Wednesday, June 18, 2014

Another Challenge to the Accommodation to the Affordable Care Act’s Contraceptive Mandate Fails

Another Challenge to the Accommodation to the Affordable Care Act’s
Contraceptive Mandate Fails


The Affordable Care Act (the “ACA”) and it's implementing regulations require, inter alia, that insurance plans cover, without a deductible, all FDA approved contraceptives (the “Mandate”).  Certain for-profit organizations led by Hobby Lobby have challenged this requirement. Various lower courts that have come to a variety of conclusions to whether or not Hobby Lobby and other companies making similar arguments must comply with this aspect of the ACA.  My criticism of their arguments appears HERE.  The cases now pending before the United States Supreme Court, and a ruling is expected any day now

There is another series of challenges to the ACA’s Mandate now moving through the courts.  Under the implementing regulations, certain obviously religious organizations (e.g., churches) are exempt from the Mandate.  Another class of religiously affiliated organizations (e.g., Catholic colleges) are not exempt from the Mandate, but may be exempted from it.  In order to take advantage of this exemption, those religious organizations are required to sign and submit a Form 700 that certifies that they are a qualifying religious organization.  When the religious organization exempts itself from the requirements of the Mandate, either the plan’s third-party administrator or insurer is obligated to directly make available the coverage for contraceptives. 
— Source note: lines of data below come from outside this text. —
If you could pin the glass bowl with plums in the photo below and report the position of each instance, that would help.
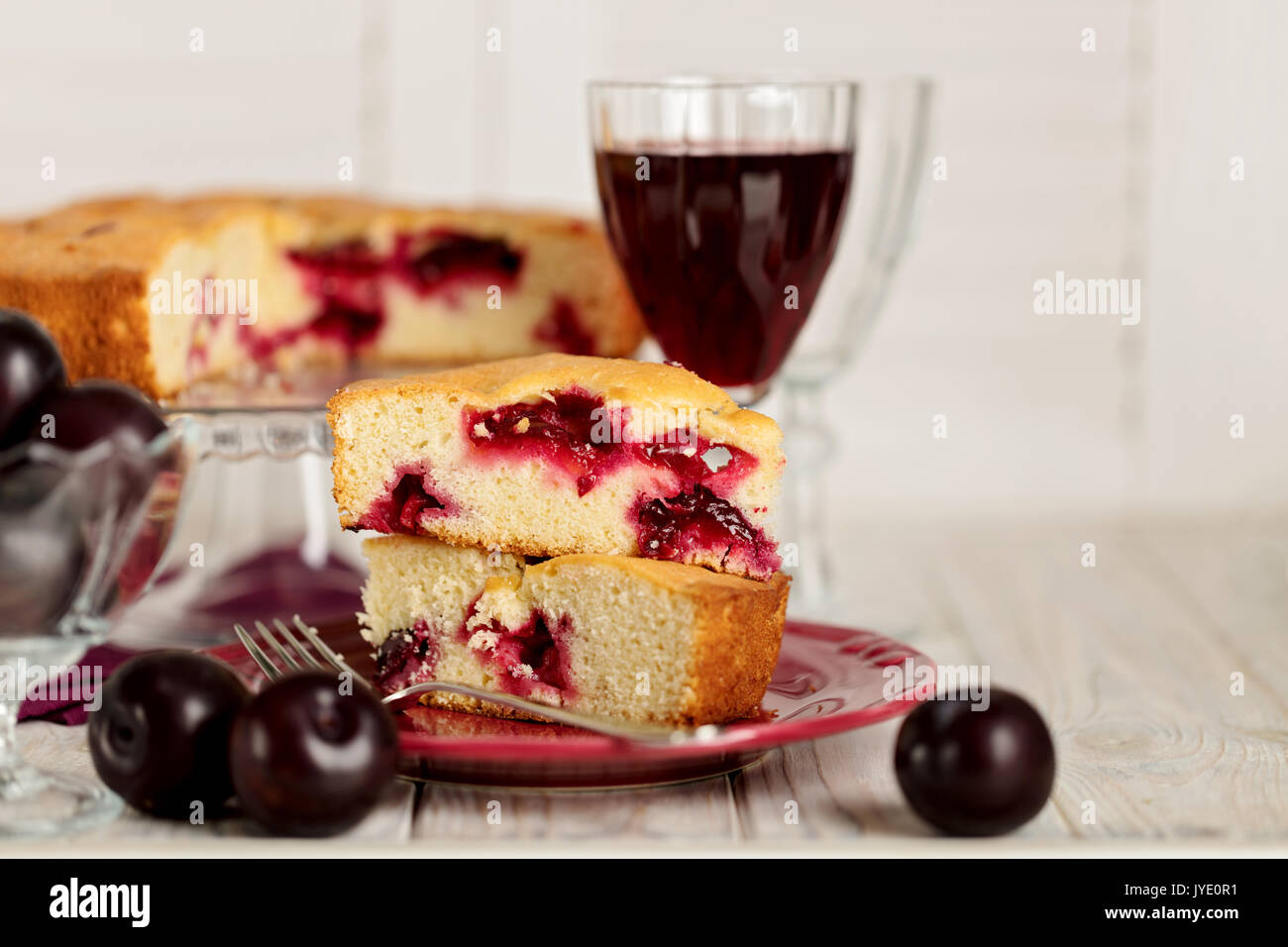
(90, 486)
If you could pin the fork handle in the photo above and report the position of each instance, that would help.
(645, 733)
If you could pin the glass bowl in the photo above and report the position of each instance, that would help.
(81, 534)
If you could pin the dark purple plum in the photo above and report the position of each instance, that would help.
(30, 368)
(42, 564)
(77, 418)
(975, 772)
(160, 740)
(309, 759)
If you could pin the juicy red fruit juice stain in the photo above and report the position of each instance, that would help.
(709, 243)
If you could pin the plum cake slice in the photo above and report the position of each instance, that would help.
(562, 454)
(635, 639)
(165, 292)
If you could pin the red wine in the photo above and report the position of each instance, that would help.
(712, 245)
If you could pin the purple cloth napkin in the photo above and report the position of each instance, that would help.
(72, 712)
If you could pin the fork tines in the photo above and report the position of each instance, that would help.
(295, 657)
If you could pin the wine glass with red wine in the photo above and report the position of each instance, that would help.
(722, 200)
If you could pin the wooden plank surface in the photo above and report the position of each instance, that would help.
(1129, 661)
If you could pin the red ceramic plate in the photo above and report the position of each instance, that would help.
(828, 680)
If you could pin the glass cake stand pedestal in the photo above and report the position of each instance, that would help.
(261, 536)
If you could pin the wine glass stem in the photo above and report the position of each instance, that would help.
(9, 758)
(809, 450)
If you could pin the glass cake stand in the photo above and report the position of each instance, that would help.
(261, 538)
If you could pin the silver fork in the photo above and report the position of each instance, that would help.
(296, 656)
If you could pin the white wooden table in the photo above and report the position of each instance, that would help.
(1129, 661)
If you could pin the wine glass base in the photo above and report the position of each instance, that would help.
(35, 802)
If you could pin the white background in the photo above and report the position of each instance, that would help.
(1106, 163)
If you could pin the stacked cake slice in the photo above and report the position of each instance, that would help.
(585, 532)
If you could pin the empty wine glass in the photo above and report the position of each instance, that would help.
(80, 534)
(890, 165)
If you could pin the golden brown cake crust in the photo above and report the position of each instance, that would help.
(84, 269)
(527, 379)
(735, 642)
(735, 648)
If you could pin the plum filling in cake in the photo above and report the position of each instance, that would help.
(406, 659)
(576, 432)
(579, 433)
(563, 330)
(347, 279)
(437, 261)
(698, 521)
(410, 493)
(526, 661)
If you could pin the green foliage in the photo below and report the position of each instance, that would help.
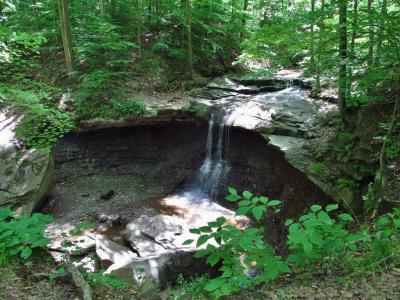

Certain religious organizations that of themselves qualify for this exemption from the Mandate, it being referred to as the "Accommodation," have objected to the obligation to submit the Form 700 on the basis that it will then prompt coverage of the contraceptives that go against their religious beliefs.

While there are decisions to the contrary, the most notable being one in favor of the Little Sisters of the Poor, the clear trend in these decisions is that the Accommodation does not violate the religious rights of the subject religious organizations.  For example, in a decision out of the Seventh Circuit Court of Appeals written by Judge Posner, the reasoning of which has recently been adopted by the US District Court for the Southern District of Alabama (Eternal World Television Network v. Burwell, 1:13-cv-00521-CG-C (June 17, 2014):

Federal law, not the religious organizations signing and mailing of the form, requires health-care insurers, along with third-party administrators of self-insured health plans, to cover contraceptive services.  By refusing to fill out the form Notre Dame would subject itself to penalties, but [it's third-party administrator] would still be required by federal law to provide the services to the university's students and employees unless and until their contractual relation with Notre Dame terminated.

University of Notre Dame v. Sibelius, 743 F.3d 547, 554 (7th Cir. 2014).

Continuing on that same point, as observed by the Eternal World Court:

Legally (if not morally) speaking, there is a world of difference between a law that compels EWTN to provide contraceptive coverage directly and one in which the government places the burden on someone else after EWTN ops out.  Because EWTN's only religious objection to the mandate hinges upon the effect it will have on other parties after ETWN signs Form 700 rather than anything inherent to the act of signing and delivering Form 700 itself, the court  finds that the mandate does not impose a substantial burden on EWTN's religious practice within the meaning of the [Religious Freedom Restoration Act].

In a similar vein, in the Notre Dame decision, Judge Posner had observed that, while a conscientious objector may for himself avoid military service, he cannot then object that someone else be drafted in his place.

No doubt this controversy will  be headed to the Supreme Court for resolution.